BEDAHKASUS.ID (PRINGSEWU) -Pringsewu- Direktorat Pembinaan Tenaga Lembaga Kebudayaan (PTLK) Kemendikbud Ristek RI bekerjasama dengan Dinas Pendidikan dan Kebudayaan Kabupaten Pringsewu menggelar Lokakarya Tata Kelola Festival.
Lokakarya Tata Kelola Festival tersebut menghadirkan narasumber Saiful Hilal (Pringsewu), Nabila (Lampung Utara) dan Semi Ikra Anggara (Panel Ahli Indonesiana) dengan moderator Tian Hestiarto, Selasa (22/8) di aula SMK Muhammadiyah Pringsewu dan diikuti oleh puluhan peserta yan berasal dari berbagai unsur, terutama unsur kedinasan dan komunitas kebudayaan se-Kabupaten Pringsewu.
Kapokja Platform Indonesiana, Wawan Yogaswara menjelaskan, Indonesiana bukanlah semata festival, melainkan sebuah platform yang mengarusutamakan kerja gotong royong di dalam setiap pelaksanaannya.
“Penting mendorong para pihak untuk memiliki perspektif yang sama, bahwa sebuah festival yang baik harus dimiliki secara bersama-sama oleh seluruh stakeholder. Pelibatan komunitas, merupakan hal mutlak,” ujar Wawan.
Sigit Budiharto mewakili Disdikbud Pringsewu menyampaikan ucapan terimakasih, sebab tahun ini merupakan Indonesiana pertama kali bagi Kabupaten Pringsewu.
Saiful Hilal, perwakilan komunitas kebudayaan, sekaligus pembicara pada sesi pertama lokakarya menjelaskan upaya tim kerja mengapungkan nilai-nilai keberagaman, selain menampilkan seni pertunjukan tradisional lintas etnis yang ada di Pringsewu, juga membuat karya baru berdasarkan legenda Waybulok.
“Kelak diwujudkan di dalam sebuah karya sendratari yang memadukan unsur seni dari berbagai etnis, semacam karya kolaboratif lintas kultural,” paparnya.

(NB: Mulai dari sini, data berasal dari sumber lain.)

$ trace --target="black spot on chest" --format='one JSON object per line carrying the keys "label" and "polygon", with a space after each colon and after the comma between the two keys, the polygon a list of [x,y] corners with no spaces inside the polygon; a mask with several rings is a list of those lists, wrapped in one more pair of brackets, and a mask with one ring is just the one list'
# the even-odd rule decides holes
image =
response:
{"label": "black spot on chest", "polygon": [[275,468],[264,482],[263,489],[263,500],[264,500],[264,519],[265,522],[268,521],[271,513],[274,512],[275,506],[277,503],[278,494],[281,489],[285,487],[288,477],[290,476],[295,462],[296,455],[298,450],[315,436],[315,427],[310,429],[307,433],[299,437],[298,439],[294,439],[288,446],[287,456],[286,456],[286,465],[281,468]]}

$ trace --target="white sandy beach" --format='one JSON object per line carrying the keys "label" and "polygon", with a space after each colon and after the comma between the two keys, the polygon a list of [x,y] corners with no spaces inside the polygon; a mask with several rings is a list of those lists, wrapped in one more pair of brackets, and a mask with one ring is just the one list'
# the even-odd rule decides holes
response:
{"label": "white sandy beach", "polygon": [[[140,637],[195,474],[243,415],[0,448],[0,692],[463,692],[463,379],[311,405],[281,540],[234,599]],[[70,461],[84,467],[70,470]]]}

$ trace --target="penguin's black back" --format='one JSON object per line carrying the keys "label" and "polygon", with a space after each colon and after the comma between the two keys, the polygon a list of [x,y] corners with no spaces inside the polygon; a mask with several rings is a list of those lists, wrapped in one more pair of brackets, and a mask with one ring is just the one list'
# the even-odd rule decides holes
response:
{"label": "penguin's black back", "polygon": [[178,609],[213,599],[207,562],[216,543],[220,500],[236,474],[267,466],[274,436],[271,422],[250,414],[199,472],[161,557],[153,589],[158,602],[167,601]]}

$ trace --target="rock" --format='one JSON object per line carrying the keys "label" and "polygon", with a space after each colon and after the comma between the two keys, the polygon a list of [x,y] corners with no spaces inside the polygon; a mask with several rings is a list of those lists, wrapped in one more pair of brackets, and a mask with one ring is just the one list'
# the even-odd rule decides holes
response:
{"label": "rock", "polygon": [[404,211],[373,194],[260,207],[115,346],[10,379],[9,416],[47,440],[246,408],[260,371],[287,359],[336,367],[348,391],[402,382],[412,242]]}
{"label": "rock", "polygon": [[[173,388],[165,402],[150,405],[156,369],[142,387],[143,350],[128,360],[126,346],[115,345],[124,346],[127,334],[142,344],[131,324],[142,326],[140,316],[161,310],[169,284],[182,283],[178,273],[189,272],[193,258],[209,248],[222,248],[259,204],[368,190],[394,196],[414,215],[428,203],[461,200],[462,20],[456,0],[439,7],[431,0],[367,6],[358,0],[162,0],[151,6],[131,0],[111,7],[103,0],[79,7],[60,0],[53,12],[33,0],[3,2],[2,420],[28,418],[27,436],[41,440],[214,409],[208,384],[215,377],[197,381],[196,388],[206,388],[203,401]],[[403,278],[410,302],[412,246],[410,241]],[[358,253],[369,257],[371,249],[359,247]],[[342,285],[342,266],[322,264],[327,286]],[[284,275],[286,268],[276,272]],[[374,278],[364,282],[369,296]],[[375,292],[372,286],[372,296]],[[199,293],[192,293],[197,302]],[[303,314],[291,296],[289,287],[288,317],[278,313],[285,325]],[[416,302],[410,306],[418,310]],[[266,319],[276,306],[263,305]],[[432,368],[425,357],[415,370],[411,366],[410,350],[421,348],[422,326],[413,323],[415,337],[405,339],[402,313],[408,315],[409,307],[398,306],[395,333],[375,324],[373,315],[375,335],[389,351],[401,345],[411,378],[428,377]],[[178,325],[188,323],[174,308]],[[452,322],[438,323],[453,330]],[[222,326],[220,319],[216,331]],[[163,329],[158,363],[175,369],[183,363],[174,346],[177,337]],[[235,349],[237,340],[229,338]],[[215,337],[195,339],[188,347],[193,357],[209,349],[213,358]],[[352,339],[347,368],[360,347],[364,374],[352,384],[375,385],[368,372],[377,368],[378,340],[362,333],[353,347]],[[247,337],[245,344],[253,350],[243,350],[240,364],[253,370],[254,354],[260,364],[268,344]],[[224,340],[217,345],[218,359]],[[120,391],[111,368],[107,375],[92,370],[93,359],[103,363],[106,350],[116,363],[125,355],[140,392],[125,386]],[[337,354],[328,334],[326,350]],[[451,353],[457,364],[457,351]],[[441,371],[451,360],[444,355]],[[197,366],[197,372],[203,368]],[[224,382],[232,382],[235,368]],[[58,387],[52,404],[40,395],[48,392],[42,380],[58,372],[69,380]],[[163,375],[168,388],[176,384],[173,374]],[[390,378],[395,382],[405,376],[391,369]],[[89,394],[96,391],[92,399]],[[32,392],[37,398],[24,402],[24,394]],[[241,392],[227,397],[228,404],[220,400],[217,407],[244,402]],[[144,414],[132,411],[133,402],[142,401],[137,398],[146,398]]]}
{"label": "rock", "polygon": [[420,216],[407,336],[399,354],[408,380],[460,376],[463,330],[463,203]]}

Nantinya, pementasan sendratari Waybulok dikoreografi dua koreaografer, yakni Gustiara Dini dan Aulia Hastami, serta melibatkan puluhan penari dari berbagai komunitas tari di Pringsewu.
Memberikan perspektif lebih luas, Nabila Kurnia Adzan, akademisi tari Unila sekaligus direktur Cangget Bara Festival memaparkan pengalamannya selama dirinya membidani festival di Lampung Utara tersebut.
Nabila mengatakan, Cangget Bara digagas dengan memperimbangkan konteks lokal, khususnya ekosistem budaya masyarakat adat, termasuk regenerasinya.
Kemudian, menjadi bagian platform Indonesiana adalah menumbuhkan kesadaran bahwa festival adalah satu dari rangkaian ekosistem yang lebih luas, di satu sisi terdapat kewajiban pemerintah daerah, di sini lain dukungan pemerintah pusat, demikian pula komunitas sebagai subjek pelaksana dan pihak swasta sebagai unsur pendukung pendanaan, khususnya melalui Corporate Social Responsibilty (CSR).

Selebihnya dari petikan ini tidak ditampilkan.